Can You Solve This Motion Problem Using a Simple Trick?

[haruspex]

I think that the two methods of averaging should be placed on an equal footing

As I posted, it does seem reasonable to require that (unqualified) average force = mass x (unqualified) average acceleration. Would you dispute that average acceleration means $\frac{\Delta v}{\Delta t}$?

Other problems arise when you use vectors. $\vec F_{avg}=\frac{\Delta\vec P}{\Delta t}$ works. Try doing that with energy and displacement.

 

[bob012345]

As I posted, it does seem reasonable to require that (unqualified) average force = mass x (unqualified) average acceleration. Would you dispute that average acceleration means $\frac{\Delta v}{\Delta t}$?

Other problems arise when you use vectors. $\vec F_{avg}=\frac{\Delta\vec P}{\Delta t}$ works. Try doing that with energy and displacement.

Assuming the acceleration and force is not constant but is some well behaved function over an interval, can we derive a general relationship between the two methods of averaging?

 

[haruspex]

Assuming the acceleration and force is not constant but is some well behaved function over an interval, can we derive a general relationship between the two methods of averaging?

As I mentioned in post #14, it is an interesting exercise to compare the two averages for a quarter cycle of SHM. As I recall, the ratio is $4:\pi$. I have seen this error committed in cases where SHM is a more reasonable model for the impact than is constant force.

If a body is at rest for time $t_0$ then accelerates at a for time $t_1$, the distance based average is $a$ instead of $a\frac{t_1}{t_0+t_1}$.
Swapping around to accelerating for time $t_0$ etc., it gives $a\frac{t_0}{t_0+2t_1}$ instead of $a\frac{t_0}{t_0+t_1}$.
So it can give a larger or smaller result.

 

[kuruman]

Would you dispute that average acceleration means $\frac{\Delta v}{\Delta t}$?

I would say that $\frac{\Delta v}{\Delta t}$ is indisputably time-averaged acceleration.
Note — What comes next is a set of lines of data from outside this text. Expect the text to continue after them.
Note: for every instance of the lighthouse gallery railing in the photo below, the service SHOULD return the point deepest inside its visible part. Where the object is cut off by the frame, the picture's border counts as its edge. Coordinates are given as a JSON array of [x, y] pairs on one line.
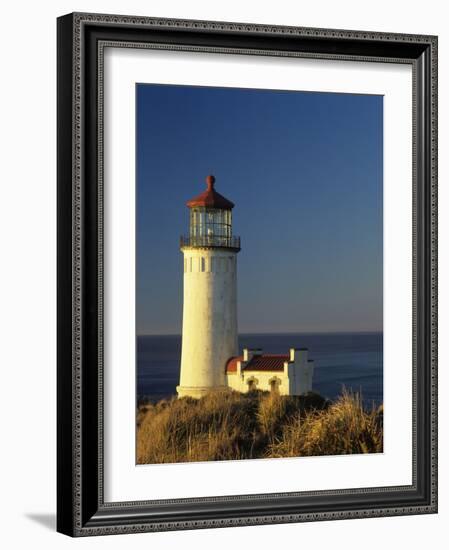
[[210, 240]]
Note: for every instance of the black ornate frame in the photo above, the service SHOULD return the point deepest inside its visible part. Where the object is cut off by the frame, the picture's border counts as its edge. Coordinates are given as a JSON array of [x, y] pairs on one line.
[[81, 508]]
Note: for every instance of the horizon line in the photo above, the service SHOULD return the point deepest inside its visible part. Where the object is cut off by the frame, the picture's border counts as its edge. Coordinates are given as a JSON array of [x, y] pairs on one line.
[[376, 331]]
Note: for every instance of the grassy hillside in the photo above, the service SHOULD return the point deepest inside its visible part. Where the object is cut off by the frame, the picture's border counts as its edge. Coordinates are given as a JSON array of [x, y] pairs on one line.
[[231, 425]]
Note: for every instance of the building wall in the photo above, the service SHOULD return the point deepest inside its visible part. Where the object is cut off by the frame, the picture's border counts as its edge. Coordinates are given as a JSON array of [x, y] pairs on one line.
[[296, 379], [262, 378], [209, 327]]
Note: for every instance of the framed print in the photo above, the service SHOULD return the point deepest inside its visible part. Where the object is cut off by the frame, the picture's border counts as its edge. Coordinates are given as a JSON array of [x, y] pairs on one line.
[[247, 289]]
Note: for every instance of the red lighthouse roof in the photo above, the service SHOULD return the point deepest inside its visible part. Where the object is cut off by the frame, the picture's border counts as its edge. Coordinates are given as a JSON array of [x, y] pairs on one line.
[[210, 198]]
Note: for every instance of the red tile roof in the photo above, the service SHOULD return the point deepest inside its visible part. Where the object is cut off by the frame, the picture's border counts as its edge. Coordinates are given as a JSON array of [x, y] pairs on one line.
[[266, 362], [211, 198]]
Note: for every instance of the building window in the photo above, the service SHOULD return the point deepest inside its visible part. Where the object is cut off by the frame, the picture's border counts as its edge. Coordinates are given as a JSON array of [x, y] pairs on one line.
[[274, 385], [252, 384]]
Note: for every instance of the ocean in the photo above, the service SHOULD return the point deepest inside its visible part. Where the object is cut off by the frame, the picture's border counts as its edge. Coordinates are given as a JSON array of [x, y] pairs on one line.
[[352, 360]]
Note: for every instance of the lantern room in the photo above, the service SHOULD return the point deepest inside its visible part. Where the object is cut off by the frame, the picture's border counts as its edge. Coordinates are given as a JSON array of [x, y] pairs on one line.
[[210, 220]]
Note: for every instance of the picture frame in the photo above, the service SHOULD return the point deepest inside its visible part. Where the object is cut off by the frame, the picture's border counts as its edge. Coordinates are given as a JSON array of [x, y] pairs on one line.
[[81, 507]]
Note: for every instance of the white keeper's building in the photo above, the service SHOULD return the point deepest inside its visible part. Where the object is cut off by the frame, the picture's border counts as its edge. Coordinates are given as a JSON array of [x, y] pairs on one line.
[[210, 360]]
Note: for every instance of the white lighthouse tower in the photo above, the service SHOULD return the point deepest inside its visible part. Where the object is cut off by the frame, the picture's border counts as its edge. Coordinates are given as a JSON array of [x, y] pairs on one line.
[[209, 325]]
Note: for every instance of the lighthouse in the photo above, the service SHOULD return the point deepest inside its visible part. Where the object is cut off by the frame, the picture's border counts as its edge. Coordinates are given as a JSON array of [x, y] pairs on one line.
[[209, 324]]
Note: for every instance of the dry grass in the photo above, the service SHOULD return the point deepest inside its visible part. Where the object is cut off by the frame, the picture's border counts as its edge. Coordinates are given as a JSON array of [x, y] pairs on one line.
[[230, 426]]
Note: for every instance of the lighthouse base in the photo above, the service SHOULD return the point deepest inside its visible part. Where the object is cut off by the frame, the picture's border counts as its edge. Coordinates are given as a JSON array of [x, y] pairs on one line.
[[198, 392]]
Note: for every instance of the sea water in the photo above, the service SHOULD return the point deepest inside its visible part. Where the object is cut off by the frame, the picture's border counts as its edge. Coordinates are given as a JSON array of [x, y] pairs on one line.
[[350, 360]]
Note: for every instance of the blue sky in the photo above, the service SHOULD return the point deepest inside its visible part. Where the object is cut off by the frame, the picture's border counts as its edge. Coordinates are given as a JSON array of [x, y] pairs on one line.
[[305, 172]]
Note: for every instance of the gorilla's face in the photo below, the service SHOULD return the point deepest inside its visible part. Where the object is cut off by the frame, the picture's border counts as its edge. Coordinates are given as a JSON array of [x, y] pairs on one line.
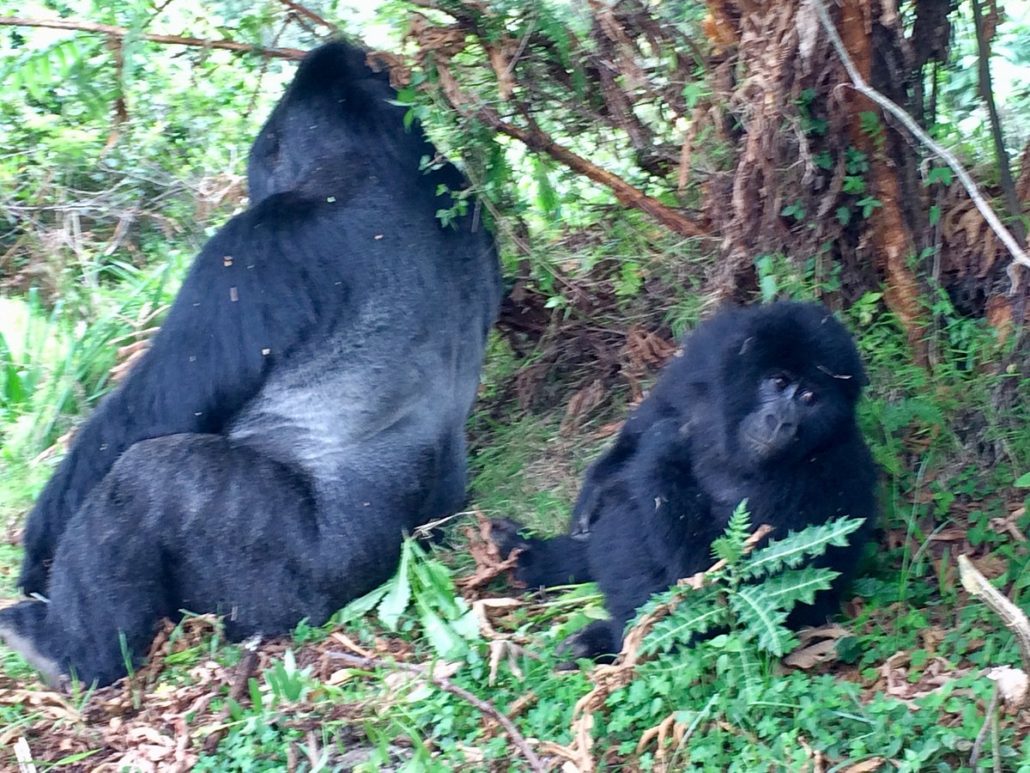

I do not disagree with you. I have said all I have to say but, if you wish to continue this conversation, I think it should be done aside either in another thread or by PM to keep the main thread and the OP focused.

 

[rudransh verma]

In what direction does this mysterious 'force due to falling' act?

So is it wrong to say “force is also created through acceleration”?

If it is in the same direction as mg, your equation gives:
Ffric=−(0.20×10+5)=−7N, not 7N.

No! How? mg is -ve: -mg and force due to falling or acceleration is -5 not 5. So -(-2-5)=7 N (friction force).

 

[rudransh verma]

Just because the knife is accelerating doesn't mean a third force is acting on the knife in addition to gravity and friction.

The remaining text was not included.